See Virginia Governor Ralph S. Northam, https://www.governor.virginia.gov/executive-actions/ (last accessed Nov. 22, 2021). The court takes judicial notice of the executive orders as matters of public record. See Philips v. Pitt Cty. Mem'l Hosp., 572 F.3d 176, 180 (4th Cir. 2009) (court may “properly take judicial notice of matters of public record”); Fed.R.Evid. 201(b).
See Temporary Stay at Home Order due to Novel Coronavirus (COVID-19), HTTPS://www.governor.virginia.gov/media/governorvirginiagov/executive-actions/EO-55-Temporary-Stay-atHome-Order-Due-to-Novel-Coronavirus-(COVID-19).pdf (last accessed Nov. 22, 2021).

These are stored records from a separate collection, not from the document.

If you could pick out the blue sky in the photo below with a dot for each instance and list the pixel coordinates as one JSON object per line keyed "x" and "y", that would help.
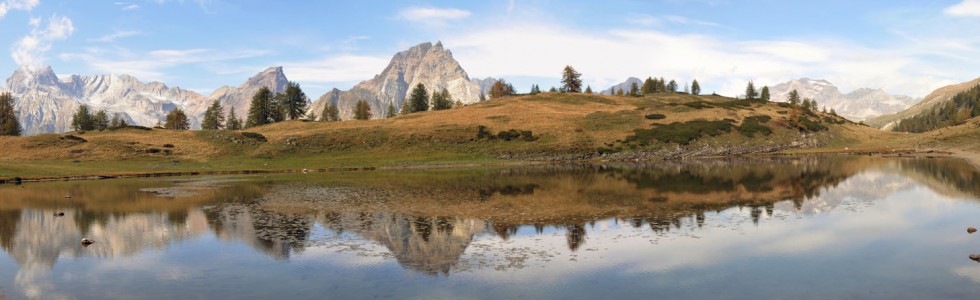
{"x": 906, "y": 47}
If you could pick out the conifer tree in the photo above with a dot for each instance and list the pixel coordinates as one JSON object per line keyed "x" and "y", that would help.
{"x": 295, "y": 101}
{"x": 263, "y": 109}
{"x": 571, "y": 80}
{"x": 794, "y": 97}
{"x": 649, "y": 86}
{"x": 9, "y": 124}
{"x": 177, "y": 120}
{"x": 233, "y": 122}
{"x": 83, "y": 119}
{"x": 419, "y": 99}
{"x": 672, "y": 86}
{"x": 750, "y": 92}
{"x": 442, "y": 100}
{"x": 391, "y": 112}
{"x": 101, "y": 120}
{"x": 214, "y": 117}
{"x": 362, "y": 110}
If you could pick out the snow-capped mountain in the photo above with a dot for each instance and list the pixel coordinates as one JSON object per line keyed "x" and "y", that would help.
{"x": 46, "y": 103}
{"x": 428, "y": 64}
{"x": 857, "y": 105}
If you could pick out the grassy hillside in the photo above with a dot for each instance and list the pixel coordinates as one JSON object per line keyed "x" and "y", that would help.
{"x": 935, "y": 99}
{"x": 546, "y": 126}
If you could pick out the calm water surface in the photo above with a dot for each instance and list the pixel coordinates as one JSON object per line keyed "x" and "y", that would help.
{"x": 840, "y": 227}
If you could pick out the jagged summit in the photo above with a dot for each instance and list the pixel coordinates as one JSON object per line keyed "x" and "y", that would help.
{"x": 425, "y": 63}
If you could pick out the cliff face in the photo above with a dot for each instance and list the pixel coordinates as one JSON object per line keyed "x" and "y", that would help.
{"x": 46, "y": 104}
{"x": 428, "y": 64}
{"x": 240, "y": 97}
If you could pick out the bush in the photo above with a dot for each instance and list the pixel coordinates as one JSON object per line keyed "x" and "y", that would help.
{"x": 73, "y": 138}
{"x": 255, "y": 136}
{"x": 680, "y": 133}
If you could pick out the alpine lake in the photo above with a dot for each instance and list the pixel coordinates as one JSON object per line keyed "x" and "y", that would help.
{"x": 820, "y": 227}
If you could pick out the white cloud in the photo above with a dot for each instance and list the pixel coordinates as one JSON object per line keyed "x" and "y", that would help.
{"x": 151, "y": 65}
{"x": 432, "y": 15}
{"x": 8, "y": 5}
{"x": 540, "y": 50}
{"x": 29, "y": 51}
{"x": 340, "y": 68}
{"x": 112, "y": 37}
{"x": 967, "y": 8}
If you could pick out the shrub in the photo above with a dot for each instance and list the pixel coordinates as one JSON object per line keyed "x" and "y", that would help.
{"x": 255, "y": 136}
{"x": 680, "y": 133}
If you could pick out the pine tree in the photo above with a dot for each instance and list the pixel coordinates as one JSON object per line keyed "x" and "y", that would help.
{"x": 9, "y": 125}
{"x": 649, "y": 86}
{"x": 362, "y": 110}
{"x": 794, "y": 97}
{"x": 263, "y": 109}
{"x": 214, "y": 117}
{"x": 634, "y": 90}
{"x": 391, "y": 113}
{"x": 294, "y": 101}
{"x": 177, "y": 120}
{"x": 500, "y": 89}
{"x": 101, "y": 120}
{"x": 233, "y": 122}
{"x": 750, "y": 92}
{"x": 83, "y": 119}
{"x": 571, "y": 80}
{"x": 442, "y": 100}
{"x": 672, "y": 86}
{"x": 419, "y": 99}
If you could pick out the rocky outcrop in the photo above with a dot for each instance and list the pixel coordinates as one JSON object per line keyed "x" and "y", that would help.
{"x": 46, "y": 103}
{"x": 428, "y": 64}
{"x": 857, "y": 105}
{"x": 240, "y": 97}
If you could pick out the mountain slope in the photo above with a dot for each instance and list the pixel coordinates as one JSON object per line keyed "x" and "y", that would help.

Nor has plaintiff convinced the Court that defendants' alleged violations of the settlement agreement in Whorley are actionable through this lawsuit. Although plaintiff is correct that the initial private agreement in Whorley imposed a host of requirements upon the parties to the suit- some of which the complaint alleges were not followed at SFEU-that agreement has since been superseded by a second private settlement that explicitly terminates federal judicial oversight of the agreement. See Whorley v. Northam, No. 3:20cv255 (E.D. Va. 2020), [Dkt. No. 93-1]. The Supreme Court has stated that a federal district court is empowered to oversee disputes with regard to settlement agreements “if the parties agree” that the federal court will retain jurisdiction; where the parties do not agree, “enforcement of [a] settlement agreement is [a question of contract law] for state courts, unless there is some independent basis for federal jurisdiction.” Kokkonen v. Guardian Life Ins. Co. of America, 511 U.S. 375, 381-82 (1994).
IV. Conclusion
For the reasons stated above, defendants' motions to dismiss will be granted through an Order that will accompany this Memorandum Opinion.